How AccessKnight detects this

AccessKnight flags this rule in two ways. First, it inspects every element with an inline style attribute and reports it when the style contains outline:none or outline:0 but has no box-shadow and no border alongside it, meaning the focus indicator was removed with no replacement on that element. Second, it scans the contents of every <style> block and flags any CSS rule that targets :focus and sets outline to none or 0, since that globally strips the focus ring. Because the check looks for a sibling box-shadow or border as evidence of a replacement, adding a visible custom focus style resolves the finding.

Frequently asked questions

Is a removed focus outline a Level A or AA issue?

It fails WCAG 2.1 Success Criterion 2.4.7 Focus Visible, which is Level AA. Level AA is the conformance tier courts and regulators generally treat as the ADA benchmark, so a missing focus indicator carries real legal weight, and AccessKnight scores it as serious severity.

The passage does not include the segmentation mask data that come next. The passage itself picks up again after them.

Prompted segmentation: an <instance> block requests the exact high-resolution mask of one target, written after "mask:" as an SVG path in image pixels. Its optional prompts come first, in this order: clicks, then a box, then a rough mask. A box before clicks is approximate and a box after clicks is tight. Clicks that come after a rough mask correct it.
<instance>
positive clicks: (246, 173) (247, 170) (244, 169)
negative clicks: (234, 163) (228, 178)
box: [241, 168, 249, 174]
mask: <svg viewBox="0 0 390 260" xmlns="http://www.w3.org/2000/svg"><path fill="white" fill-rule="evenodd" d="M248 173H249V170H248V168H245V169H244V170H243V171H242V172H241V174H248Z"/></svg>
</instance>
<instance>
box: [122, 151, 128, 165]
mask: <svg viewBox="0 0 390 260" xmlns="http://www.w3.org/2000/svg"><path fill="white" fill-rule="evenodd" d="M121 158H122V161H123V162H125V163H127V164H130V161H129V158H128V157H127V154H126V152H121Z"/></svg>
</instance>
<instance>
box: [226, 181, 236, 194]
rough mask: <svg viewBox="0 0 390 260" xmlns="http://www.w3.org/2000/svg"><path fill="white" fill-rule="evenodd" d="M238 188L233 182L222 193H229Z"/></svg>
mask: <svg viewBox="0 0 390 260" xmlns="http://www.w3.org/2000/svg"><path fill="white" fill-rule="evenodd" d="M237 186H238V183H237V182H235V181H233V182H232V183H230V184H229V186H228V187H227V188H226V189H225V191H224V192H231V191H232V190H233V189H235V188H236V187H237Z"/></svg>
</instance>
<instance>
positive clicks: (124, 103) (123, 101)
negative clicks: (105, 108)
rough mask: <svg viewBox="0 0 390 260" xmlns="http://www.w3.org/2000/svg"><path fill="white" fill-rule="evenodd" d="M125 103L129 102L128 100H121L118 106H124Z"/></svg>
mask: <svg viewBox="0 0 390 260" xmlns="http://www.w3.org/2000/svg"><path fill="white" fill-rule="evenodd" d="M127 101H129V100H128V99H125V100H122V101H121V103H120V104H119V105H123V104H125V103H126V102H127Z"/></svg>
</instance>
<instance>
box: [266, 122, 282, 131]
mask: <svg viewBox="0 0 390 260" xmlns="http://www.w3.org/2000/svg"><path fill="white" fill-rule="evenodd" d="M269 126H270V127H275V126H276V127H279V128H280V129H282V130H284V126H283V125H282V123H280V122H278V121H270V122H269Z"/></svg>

Can I ever use outline: none?

Only if you immediately provide an equally visible replacement in the same rule, such as a box-shadow ring or a border on :focus. Removing the native outline is fine as long as keyboard users can still clearly see which element is focused. Removing it with nothing in its place is the failure.

What is the difference between :focus and :focus-visible?

:focus matches whenever an element has focus, including after a mouse click. :focus-visible matches only when the browser thinks a visible indicator is appropriate, typically for keyboard navigation. Using :focus-visible lets you show a strong ring for keyboard users without forcing it to appear on every mouse click.

The default outline clashes with my design. What should I do?

Style it instead of deleting it. Replace the default with a custom :focus-visible indicator that matches your brand: a colored outline with outline-offset, or a contrasting box-shadow. A deliberate focus style is both compliant and usually better looking than the browser default.